How to Do the Reclined Bound Angle Pose
To get into the Reclined Bound Angle Pose, lie down on your back, bring the soles of your feet together, and let your knees fall open to the sides. You can rest your arms on the thighs, belly, chest or alongside the body. To add more stretch in the upper body, try stretching the arms out to the sides or above the head with palms facing up. Relax into the pose and let your breath flow freely.
How Long to Stay in the Pose
The amount of time you spend in the Reclined Bound Angle Pose can vary depending on your goals and the style of your practice. Here are a few guidelines:
- Relaxation: If you’re using the pose for relaxation, as a part of restorative practice, you can stay in the pose for anywhere from 5 to 15 minutes.
- Stretching: If you’re using the pose to stretch the hips and inner thighs, you may want to hold the pose for anywhere from 1 to 3 minutes.
- Flow Practice: If you’re using the pose as part of a flow practice, you may hold the pose for 30 seconds to 1 minute, depending on the pace of your flow.
Reclined Bound Angle Pose variations and modifications
This pose can be done with props, such as blocks, blankets, bolsters and straps to support the spine and the knees and increase comfort.
Reclined Bound Angle Pose with yoga blocks
If you feel too much pull on the inner thighs and discomfort in the knees, you can support your legs with blocks, blankets or even a yoga bolster.
The yoga blocks can also be used to add a backbend shape to this hip stretch and increase opening in the shoulders and chest: place one block under the shoulder blades (vertically or horizontally, depending on your preference) and rest your head on the mat, pillow or second block. Experiment with the hight of the blocks to find a position that feels comfortable in your body.
Reclined Bound Angle Pose with a yoga strap
It’s common for the feet in this pose to slide away from the groin, especially if you have a slippery mat.
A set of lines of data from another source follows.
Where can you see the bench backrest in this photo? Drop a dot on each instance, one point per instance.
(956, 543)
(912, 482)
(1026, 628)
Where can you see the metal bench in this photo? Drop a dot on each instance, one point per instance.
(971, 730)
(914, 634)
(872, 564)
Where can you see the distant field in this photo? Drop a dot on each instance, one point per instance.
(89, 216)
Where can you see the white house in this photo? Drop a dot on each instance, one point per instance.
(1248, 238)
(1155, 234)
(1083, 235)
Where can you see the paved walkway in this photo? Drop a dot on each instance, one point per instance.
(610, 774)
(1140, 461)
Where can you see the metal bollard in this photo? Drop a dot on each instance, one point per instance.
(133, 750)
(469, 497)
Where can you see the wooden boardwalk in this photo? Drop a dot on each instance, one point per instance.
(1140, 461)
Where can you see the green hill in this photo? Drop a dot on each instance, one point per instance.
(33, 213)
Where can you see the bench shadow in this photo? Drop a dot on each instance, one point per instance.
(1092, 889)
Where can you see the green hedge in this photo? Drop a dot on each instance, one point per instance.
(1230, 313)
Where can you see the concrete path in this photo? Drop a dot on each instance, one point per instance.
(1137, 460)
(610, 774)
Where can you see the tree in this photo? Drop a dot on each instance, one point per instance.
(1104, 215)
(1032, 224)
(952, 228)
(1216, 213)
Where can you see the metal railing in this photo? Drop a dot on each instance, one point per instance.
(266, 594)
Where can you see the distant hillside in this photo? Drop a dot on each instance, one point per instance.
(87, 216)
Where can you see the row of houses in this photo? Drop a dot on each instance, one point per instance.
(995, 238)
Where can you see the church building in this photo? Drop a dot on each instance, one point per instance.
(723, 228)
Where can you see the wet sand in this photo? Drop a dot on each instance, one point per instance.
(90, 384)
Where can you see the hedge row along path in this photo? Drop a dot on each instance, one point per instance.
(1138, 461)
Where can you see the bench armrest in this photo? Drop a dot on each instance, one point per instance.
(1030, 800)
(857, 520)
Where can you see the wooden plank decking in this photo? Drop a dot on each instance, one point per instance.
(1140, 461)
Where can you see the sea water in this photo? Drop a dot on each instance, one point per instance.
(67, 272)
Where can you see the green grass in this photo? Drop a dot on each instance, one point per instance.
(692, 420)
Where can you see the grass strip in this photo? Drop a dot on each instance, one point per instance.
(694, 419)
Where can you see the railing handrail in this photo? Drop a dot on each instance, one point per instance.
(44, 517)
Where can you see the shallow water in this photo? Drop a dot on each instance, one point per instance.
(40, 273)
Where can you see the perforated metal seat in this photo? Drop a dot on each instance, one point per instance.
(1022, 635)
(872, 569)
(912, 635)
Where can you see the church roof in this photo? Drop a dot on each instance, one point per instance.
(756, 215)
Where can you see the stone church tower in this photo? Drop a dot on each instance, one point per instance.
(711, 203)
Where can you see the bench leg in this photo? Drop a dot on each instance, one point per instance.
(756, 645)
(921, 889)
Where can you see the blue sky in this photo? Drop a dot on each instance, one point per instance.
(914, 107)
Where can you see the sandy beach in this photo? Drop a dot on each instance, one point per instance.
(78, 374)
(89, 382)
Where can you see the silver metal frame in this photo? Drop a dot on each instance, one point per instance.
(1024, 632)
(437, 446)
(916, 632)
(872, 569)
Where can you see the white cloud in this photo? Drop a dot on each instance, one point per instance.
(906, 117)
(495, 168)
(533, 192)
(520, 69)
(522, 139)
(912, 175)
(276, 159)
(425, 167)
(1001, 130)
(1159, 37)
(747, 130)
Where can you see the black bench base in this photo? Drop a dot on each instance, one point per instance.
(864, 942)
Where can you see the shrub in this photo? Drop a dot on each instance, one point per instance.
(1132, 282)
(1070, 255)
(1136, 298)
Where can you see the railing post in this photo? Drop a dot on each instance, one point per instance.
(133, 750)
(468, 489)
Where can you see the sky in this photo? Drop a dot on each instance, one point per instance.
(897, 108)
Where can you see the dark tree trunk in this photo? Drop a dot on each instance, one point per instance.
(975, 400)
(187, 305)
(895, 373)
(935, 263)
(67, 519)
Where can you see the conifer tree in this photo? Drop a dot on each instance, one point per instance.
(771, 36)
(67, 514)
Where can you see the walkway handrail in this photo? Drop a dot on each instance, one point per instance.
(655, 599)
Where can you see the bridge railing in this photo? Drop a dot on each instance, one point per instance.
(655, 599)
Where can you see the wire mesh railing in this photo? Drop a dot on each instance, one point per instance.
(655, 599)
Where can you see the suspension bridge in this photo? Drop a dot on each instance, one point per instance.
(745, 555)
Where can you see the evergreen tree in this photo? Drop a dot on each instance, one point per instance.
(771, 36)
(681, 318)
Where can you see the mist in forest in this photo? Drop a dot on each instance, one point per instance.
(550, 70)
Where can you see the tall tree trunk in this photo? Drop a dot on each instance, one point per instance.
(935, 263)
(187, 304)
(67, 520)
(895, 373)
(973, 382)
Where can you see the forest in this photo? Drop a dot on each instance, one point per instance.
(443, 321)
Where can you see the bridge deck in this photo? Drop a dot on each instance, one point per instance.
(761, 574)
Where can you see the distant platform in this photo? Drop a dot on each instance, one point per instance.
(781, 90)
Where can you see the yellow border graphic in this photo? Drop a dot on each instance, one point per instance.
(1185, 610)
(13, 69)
To troubleshoot it, you can loop the strap(or a towel) around the soles of your feet, hold the ends with your hands, and pull the feet closer to your groin.
For a hands-free variation, make a large loop, place the strap around your feet and pelvis, tighten the loop so that the feet are closer to the body, and lay down on your back.
Reclined Bound Angle Pose with a yoga bolster
For a restorative variation of this pose, place a yoga bolster lengthwise behind you near your tailbone. Lie back on the bolster, so that it supports your entire spine and head. If needed, you can add an extra blanket or pillow to support your head and neck. Or place yoga blocks under the bolster for a higher angle. To release, gently roll off the bolster to one side and sit up.
Using a yoga bolster in Reclined Bound Angle pose helps to create a more supported and comfortable stretch, and can also help to deepen the stretch in the hips and inner thighs.
The Reclined Bound Angle Pose is a gentle and relaxing stretch that’s great for the hips and inner thighs. Whether you’re new to yoga or an experienced practitioner, this pose is a wonderful addition to your practice. Give it a try and see how it feels for you!